Бьюкенен утверждает:
Америка остается страной, за которую стоит сражаться, — и последней утопией на этой планете.
Однако Америка ныне уничтожает саму себя — именно такой финалистской, «филофеевской» самоуверенностью, будто бы никаким утопиям после нее «не бывать», предавая ту безграничную волю к открытию, которой славились ее пионеры. Она теперь сражается не за неизведанный Новый Свет, но за сохранение мирового статус-кво. «Смерть Запада», если она последует, будет вызвана не иммиграцией извне, но полным исчерпанием его собственной воли к новому историческому творчеству. Если Запад не породит новой, позитивной утопии — он будет внутренне разорван ортодоксами «общества контроля» — «слева» и «справа». Однако всякая новая цивилизация в глобальном мире уже не будет сугубо «западной» — подобно тому, как ветхозаветные ортодоксы «ждали не того»… Это — контуры уже Сверхнового Света. (→ 2–9)
Часть 2. ТРАНС-ИЗРАИЛЬ
2.1. Пророческий парадокс и жреческая ортодоксия
Величайшими утопиями, величайшими как по глубине мысли, так и по их значению для человечества, являются религии.
Герберт УэллсВсякая утопия имеет религиозные корни. Однако крона утопического древа может и не быть формально религиозной. Тем не менее, в своей основе все воплощенные утопии вдохновлены именно религиозными прозрениями. Американские пионеры продвигались на Запад под влиянием протестантского принципа Manifest Destiny, вольных русских влекли на Восток староверческие предания о Китеже и Беловодье. (→ 3–2)
Существует и обратная взаимосвязь — всякая религия в основе своей утопична. Она строится вокруг знания об иных мирах и состояниях и требует веры — не столько в них как таковые, сколько в возможность для человека их реализовать. Если эта возможность не воплощается — религия с неизбежностью деградирует, превращаясь в простой свод моральных поучений. По существу, всякая религия жива лишь постольку, поскольку она утопична. Если ее утопическому зерну не дают прорасти — от нее самой вскоре остается лишь пустая мертвая оболочка. Христианство без своей стержневой утопии — «Царствие Божие внутри вас есть» — превращается в сугубо внешнюю, антиутопическую корпорацию «великих инквизиторов».

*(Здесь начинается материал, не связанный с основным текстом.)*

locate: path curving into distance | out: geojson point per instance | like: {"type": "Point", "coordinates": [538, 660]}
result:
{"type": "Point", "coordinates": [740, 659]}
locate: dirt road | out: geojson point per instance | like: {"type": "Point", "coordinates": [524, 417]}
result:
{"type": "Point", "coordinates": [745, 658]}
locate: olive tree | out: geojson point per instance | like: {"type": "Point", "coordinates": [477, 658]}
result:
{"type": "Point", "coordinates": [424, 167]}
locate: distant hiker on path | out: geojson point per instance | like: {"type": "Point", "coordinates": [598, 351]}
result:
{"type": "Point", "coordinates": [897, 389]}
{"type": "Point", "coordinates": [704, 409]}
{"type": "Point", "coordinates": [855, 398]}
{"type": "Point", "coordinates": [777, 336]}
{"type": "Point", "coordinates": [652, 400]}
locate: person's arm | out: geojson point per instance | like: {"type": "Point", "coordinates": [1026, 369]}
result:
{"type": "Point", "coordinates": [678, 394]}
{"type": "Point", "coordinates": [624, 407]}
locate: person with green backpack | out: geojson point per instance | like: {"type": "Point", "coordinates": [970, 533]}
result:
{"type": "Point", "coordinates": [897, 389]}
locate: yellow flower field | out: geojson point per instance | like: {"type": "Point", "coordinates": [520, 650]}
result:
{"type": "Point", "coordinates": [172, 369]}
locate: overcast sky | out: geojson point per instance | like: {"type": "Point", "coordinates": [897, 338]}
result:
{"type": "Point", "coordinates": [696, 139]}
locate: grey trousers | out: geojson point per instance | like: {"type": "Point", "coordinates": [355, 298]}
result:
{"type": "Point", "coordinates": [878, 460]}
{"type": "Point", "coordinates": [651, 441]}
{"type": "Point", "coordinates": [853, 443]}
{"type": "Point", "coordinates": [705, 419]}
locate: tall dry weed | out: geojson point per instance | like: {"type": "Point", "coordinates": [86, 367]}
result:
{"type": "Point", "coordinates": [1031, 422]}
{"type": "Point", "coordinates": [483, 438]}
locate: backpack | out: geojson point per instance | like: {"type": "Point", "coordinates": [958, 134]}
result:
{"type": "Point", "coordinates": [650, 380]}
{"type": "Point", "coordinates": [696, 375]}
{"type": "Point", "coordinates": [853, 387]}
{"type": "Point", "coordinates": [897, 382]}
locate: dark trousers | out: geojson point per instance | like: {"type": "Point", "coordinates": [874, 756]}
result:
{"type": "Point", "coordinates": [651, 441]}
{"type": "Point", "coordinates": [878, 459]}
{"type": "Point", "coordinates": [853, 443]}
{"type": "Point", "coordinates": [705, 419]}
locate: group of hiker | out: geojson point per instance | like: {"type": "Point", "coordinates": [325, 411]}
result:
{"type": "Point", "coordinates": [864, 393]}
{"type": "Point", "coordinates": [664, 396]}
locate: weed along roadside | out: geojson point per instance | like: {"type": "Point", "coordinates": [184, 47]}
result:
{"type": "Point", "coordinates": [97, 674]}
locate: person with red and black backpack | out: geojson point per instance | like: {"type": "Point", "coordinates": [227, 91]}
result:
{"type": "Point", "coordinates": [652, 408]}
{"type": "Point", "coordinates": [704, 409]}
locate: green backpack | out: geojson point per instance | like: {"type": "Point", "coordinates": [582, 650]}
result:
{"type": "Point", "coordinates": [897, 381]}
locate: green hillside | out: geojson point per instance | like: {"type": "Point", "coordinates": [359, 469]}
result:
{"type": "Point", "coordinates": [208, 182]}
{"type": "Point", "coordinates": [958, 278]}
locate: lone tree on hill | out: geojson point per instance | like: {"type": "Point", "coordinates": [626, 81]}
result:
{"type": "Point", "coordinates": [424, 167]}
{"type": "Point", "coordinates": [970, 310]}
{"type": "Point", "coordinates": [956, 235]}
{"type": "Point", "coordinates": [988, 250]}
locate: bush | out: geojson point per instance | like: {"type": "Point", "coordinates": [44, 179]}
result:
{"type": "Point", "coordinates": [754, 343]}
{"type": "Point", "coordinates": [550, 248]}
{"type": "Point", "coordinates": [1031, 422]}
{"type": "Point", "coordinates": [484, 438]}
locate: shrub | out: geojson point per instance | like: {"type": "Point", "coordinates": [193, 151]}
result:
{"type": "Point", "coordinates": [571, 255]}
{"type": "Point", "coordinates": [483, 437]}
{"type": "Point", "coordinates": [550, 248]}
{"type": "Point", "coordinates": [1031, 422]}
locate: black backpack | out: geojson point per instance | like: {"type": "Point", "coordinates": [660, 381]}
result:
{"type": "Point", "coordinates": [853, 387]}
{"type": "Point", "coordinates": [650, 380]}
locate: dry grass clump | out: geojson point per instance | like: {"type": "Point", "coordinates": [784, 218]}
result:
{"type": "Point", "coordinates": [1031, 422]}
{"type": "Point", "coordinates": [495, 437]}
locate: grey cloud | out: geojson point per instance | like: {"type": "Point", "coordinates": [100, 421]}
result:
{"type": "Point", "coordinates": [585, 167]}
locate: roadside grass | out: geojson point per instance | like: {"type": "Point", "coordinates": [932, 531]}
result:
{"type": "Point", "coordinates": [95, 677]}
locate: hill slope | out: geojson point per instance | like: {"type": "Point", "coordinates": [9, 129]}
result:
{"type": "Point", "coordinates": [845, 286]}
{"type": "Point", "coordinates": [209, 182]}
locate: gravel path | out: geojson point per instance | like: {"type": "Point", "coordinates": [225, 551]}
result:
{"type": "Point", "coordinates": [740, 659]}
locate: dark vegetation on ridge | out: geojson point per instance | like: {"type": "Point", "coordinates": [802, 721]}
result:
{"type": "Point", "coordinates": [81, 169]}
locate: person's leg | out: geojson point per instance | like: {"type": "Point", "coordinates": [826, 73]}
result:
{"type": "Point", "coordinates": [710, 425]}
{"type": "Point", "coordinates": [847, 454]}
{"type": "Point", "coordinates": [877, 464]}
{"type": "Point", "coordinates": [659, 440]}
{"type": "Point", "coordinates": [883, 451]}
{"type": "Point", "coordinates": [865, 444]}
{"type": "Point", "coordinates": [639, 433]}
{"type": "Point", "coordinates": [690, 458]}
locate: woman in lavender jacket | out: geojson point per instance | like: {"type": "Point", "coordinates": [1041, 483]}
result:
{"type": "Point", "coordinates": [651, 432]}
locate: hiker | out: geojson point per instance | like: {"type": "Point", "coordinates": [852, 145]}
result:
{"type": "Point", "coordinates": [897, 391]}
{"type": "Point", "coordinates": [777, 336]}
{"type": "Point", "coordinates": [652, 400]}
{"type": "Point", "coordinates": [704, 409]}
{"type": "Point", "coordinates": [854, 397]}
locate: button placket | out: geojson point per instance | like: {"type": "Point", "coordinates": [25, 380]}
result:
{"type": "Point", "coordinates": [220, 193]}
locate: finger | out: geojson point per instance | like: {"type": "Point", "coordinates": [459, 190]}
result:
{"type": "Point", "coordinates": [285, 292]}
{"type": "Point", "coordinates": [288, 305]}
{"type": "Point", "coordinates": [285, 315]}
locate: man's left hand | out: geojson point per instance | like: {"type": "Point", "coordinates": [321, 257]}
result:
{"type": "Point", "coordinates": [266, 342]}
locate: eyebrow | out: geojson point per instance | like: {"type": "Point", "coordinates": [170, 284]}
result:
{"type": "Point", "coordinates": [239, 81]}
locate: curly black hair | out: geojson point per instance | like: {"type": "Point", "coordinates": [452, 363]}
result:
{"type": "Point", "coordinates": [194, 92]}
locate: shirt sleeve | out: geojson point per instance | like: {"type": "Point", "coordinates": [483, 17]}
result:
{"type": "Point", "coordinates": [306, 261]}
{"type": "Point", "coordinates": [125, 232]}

Религиозная антиутопия — это не какая-то особая «инфернальная» религия,[31] но лишь результат обессмысливания традиционных религий, забвения ими своего трансцендентного, утопического истока. Именно это забвение и порождает межрелигиозные конфликты. Хотя их идеологи любят ссылаться на диктуемые ортодоксией «неснимаемые противоречия» между разными религиями, они снимаются самим фактом парадоксальности всех религиозных откровений.
Парадокс выходит за пределы «здравого смысла», он существует или совершается вопреки ожидаемому, обычному, «нормальному». Однако чем было бы христианство без парадоксов Бога-Троицы и сочетания в Исусе Христе божественной и человеческой природ? Чем был бы ислам без чудес чтения Корана неграмотным Мухаммадом и его ночного перенесения архангелом Джибрилом (Гавриилом) из Мекки в Иерусалим?
Религиозная утопия, таким образом, являет собой сплошной парадокс, абсолютно противоречащий всем видимым «законам реальности». Однако для самих утопистов все выглядит совершенно иначе — для них сомнительна как раз эта «обычная», «здешняя», тривиальная действительность, а чудесное «совмещение несовместимого» (→ 3–7) является критерием истины.